Elastic selves and fluid cosmologies : Nahua resilience in a changing world
Abstract
In May 1984, the Nahua, a Panoan speaking indigenous people living in a remote corner
of the Peruvian Amazon, experienced their ‘first contact’ with Peruvian national
society. 25 years later they appear to many observers to have ‘thrown away their
culture’ under pressure from the outside world. This thesis argues instead that these
changes were adopted by the Nahua for their own very good reasons and that these
transformations reflect greater continuity with the past than first appears.
The apparent lack of nostalgia that the Nahua have for the past instead reflects an
inherent capacity for flexibility. This flexibility is manifested at a collective level in the
frequent fissions of local groups and at an individual level in their susceptibility to
losing their sense of self. The thesis focuses on two key aspects of this flexibility.
The first is that the Nahua understand the site of their personal transformations to be the
body which they describe as ‘soft’. This ‘softness’ refers to its ability to incorporate
other worldly powers and become like the animals they eat or the people with whom
they co-reside. Nevertheless, this capacity also means they can become ‘other’ when
they live apart from their kin. This elasticity of selfhood is typical of many indigenous
Amazonian peoples but the Nahua sit at the more flexible end of this spectrum. This is
because they cultivate an attitude of radical hunger towards the outside world and place
relatively less importance on techniques of restraint and control.

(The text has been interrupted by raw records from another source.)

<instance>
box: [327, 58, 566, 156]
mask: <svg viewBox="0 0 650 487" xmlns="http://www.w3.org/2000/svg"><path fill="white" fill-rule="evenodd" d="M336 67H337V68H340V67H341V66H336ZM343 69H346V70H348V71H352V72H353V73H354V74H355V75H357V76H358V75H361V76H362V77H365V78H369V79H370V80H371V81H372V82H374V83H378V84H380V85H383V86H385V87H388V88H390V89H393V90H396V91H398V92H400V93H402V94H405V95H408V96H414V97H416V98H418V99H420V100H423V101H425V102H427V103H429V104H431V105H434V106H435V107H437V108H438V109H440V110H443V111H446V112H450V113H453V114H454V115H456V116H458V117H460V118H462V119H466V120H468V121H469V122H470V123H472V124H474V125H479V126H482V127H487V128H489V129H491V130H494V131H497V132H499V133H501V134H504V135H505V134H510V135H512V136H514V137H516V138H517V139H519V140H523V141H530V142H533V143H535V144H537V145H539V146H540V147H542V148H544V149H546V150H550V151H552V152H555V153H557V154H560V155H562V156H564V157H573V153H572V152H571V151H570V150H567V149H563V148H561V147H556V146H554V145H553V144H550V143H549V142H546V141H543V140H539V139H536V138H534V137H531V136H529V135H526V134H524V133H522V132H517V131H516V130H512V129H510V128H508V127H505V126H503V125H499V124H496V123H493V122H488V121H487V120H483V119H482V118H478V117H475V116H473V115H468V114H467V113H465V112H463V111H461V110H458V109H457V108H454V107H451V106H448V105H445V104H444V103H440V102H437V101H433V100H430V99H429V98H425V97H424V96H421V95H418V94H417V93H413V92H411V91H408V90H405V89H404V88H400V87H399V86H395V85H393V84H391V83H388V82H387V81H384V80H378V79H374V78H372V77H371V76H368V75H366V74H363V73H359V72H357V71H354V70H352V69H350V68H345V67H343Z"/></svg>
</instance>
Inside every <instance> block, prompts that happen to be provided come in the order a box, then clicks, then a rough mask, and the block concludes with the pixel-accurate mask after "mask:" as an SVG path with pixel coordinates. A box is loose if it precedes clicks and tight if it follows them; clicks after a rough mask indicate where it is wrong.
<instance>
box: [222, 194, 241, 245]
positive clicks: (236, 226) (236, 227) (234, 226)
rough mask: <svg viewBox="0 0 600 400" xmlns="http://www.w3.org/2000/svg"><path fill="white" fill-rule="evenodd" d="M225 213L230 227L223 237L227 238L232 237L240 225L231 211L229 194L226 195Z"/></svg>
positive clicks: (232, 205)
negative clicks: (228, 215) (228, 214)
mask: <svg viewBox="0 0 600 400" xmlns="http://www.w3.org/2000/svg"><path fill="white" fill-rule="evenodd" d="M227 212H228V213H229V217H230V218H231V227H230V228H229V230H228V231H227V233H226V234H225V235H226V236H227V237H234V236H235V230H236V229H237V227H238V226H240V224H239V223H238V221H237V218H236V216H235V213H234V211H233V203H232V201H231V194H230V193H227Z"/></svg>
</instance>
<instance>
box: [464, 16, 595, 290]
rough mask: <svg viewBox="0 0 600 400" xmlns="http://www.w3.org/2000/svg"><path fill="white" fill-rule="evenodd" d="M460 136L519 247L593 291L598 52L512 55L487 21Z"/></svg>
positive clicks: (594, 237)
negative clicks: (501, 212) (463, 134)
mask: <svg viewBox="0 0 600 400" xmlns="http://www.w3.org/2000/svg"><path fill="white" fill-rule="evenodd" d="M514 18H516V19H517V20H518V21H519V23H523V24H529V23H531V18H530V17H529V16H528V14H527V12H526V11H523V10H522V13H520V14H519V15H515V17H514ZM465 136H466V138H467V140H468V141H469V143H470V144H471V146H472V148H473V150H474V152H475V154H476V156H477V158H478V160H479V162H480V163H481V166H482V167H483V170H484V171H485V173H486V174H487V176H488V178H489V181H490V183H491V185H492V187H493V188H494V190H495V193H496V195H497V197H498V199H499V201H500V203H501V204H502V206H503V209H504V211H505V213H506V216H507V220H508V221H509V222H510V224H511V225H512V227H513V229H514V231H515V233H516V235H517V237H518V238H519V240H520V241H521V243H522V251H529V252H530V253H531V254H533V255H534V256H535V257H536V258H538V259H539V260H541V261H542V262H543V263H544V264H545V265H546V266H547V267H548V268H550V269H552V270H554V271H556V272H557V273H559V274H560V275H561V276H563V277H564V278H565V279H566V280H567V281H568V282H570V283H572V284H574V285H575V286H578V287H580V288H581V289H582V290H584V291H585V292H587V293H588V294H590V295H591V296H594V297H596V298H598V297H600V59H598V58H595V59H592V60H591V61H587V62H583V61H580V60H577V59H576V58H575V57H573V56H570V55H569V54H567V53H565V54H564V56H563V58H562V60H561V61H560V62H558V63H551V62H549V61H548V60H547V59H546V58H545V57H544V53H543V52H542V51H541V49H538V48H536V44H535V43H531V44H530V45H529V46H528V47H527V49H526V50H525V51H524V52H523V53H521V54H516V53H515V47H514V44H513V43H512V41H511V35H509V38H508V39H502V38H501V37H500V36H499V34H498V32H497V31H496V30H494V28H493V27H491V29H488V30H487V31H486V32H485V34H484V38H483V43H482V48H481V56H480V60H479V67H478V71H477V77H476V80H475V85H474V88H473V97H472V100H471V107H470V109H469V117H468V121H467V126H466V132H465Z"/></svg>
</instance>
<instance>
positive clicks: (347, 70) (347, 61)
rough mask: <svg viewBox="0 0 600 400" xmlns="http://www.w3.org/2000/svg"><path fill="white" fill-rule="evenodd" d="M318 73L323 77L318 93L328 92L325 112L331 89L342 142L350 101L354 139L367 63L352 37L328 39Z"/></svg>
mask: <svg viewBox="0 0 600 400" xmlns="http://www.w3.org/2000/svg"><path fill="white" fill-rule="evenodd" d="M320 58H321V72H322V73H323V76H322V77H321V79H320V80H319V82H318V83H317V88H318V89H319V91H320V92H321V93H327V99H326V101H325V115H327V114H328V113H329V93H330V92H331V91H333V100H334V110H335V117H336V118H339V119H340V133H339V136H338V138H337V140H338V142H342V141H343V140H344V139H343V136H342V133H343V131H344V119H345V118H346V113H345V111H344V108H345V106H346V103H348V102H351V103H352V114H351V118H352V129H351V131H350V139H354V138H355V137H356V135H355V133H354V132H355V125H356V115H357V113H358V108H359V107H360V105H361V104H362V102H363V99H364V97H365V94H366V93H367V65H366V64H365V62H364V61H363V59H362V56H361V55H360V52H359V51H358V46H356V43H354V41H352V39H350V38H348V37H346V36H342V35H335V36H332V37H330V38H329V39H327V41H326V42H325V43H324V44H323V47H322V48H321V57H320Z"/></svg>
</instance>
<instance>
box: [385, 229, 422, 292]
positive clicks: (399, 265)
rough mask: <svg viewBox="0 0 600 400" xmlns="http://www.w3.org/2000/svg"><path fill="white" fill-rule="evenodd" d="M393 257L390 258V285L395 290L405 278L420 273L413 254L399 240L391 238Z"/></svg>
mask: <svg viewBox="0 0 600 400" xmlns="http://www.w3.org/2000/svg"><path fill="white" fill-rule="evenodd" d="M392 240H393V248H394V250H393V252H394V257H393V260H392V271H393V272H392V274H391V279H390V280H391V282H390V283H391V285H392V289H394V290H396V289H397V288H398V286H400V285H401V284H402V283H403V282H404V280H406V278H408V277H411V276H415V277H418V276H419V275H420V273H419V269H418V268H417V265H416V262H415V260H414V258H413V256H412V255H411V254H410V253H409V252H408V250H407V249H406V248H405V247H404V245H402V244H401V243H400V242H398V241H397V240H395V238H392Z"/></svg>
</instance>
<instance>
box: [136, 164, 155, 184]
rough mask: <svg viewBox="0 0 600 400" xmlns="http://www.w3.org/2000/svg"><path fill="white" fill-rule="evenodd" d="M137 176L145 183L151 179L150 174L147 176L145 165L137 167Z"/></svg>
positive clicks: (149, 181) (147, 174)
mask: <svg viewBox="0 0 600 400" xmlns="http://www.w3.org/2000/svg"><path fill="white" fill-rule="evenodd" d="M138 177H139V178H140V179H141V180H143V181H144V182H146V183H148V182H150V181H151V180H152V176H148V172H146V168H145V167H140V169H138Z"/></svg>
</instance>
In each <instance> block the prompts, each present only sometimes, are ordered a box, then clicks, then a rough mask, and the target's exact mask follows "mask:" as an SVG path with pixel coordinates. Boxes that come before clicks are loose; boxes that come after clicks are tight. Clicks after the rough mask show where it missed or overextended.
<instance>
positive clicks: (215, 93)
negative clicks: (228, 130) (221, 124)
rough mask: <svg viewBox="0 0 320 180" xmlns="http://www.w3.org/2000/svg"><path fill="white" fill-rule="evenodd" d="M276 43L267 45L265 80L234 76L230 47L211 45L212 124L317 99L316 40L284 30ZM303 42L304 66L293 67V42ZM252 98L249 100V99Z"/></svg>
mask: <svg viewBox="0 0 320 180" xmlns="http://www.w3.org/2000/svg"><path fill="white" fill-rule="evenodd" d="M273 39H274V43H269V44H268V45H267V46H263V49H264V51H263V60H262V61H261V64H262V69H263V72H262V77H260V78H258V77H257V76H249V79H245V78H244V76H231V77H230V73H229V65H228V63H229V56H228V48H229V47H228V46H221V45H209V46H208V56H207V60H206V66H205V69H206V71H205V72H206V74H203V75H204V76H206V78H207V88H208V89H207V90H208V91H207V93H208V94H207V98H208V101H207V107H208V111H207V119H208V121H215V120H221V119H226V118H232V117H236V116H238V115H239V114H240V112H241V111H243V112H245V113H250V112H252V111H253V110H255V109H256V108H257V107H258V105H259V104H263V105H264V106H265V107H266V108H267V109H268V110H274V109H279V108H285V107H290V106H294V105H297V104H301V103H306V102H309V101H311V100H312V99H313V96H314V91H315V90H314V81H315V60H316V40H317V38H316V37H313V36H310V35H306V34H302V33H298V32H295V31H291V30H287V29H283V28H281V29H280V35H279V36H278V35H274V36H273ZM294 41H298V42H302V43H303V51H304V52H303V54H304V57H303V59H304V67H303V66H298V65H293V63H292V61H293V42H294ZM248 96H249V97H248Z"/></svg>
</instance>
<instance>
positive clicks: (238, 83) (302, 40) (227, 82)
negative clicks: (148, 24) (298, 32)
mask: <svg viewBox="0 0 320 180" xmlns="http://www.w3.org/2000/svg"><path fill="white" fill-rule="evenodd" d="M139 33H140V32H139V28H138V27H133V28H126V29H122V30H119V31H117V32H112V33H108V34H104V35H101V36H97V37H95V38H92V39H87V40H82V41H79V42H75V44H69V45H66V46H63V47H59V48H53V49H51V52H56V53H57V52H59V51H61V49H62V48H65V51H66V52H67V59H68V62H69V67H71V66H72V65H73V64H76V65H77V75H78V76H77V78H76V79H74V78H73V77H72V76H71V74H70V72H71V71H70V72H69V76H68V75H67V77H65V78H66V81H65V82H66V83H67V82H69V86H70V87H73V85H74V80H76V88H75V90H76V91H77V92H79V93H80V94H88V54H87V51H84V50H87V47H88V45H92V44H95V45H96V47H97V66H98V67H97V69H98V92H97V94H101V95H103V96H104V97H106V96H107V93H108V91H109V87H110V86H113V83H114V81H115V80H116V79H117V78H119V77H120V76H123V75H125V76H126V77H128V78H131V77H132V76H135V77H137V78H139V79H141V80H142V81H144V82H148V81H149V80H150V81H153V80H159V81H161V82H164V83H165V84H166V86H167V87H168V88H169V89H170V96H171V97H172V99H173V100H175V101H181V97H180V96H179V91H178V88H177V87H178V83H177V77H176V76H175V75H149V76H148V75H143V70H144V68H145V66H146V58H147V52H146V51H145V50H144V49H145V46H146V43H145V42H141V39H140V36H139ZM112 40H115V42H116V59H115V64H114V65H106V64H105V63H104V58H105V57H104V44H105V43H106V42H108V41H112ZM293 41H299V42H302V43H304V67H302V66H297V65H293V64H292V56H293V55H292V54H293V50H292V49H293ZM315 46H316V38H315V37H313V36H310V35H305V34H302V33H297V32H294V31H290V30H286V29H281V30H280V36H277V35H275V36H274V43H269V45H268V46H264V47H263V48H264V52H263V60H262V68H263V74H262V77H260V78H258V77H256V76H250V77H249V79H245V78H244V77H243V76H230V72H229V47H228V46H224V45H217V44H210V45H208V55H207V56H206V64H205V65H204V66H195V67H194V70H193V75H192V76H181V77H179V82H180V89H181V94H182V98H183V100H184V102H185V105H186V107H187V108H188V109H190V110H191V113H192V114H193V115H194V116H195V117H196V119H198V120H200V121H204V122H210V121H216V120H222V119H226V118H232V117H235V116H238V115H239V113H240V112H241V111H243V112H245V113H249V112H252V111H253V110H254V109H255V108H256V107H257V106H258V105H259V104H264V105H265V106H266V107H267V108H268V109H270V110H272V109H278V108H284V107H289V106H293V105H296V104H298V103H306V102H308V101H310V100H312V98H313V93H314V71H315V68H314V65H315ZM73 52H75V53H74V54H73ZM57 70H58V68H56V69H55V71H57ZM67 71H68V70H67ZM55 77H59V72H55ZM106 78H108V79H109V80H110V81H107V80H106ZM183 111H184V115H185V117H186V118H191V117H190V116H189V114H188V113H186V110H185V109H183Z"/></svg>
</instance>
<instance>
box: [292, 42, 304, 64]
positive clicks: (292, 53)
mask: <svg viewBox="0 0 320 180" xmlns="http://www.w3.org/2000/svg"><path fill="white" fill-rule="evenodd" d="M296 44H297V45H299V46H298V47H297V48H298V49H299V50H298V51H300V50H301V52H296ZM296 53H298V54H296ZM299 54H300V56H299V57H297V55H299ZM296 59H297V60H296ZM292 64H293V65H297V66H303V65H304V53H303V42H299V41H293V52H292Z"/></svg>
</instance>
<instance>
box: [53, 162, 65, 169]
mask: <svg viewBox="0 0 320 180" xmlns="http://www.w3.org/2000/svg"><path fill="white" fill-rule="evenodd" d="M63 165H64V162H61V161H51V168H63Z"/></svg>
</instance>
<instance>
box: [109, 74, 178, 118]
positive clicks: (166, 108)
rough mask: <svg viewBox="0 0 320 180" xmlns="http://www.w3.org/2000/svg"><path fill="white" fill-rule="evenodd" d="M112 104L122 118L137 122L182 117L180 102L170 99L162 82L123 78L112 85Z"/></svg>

The second aspect is the astonishing flexibility of Nahua worldviews. This is because
their cosmologies are less a fixed set of facts and more a shamanic technique of
knowing the unknown. These techniques help the Nahua understand the mysteries of
the spirit world, their dreams and the world of Peruvians.
In conclusion, it is the ‘softness’ of their bodies, the elasticity of their selves and the
flexibility of their cosmologies that explain the extraordinary resilience of the Nahua in
the face of dramatic transformations in the surrounding world.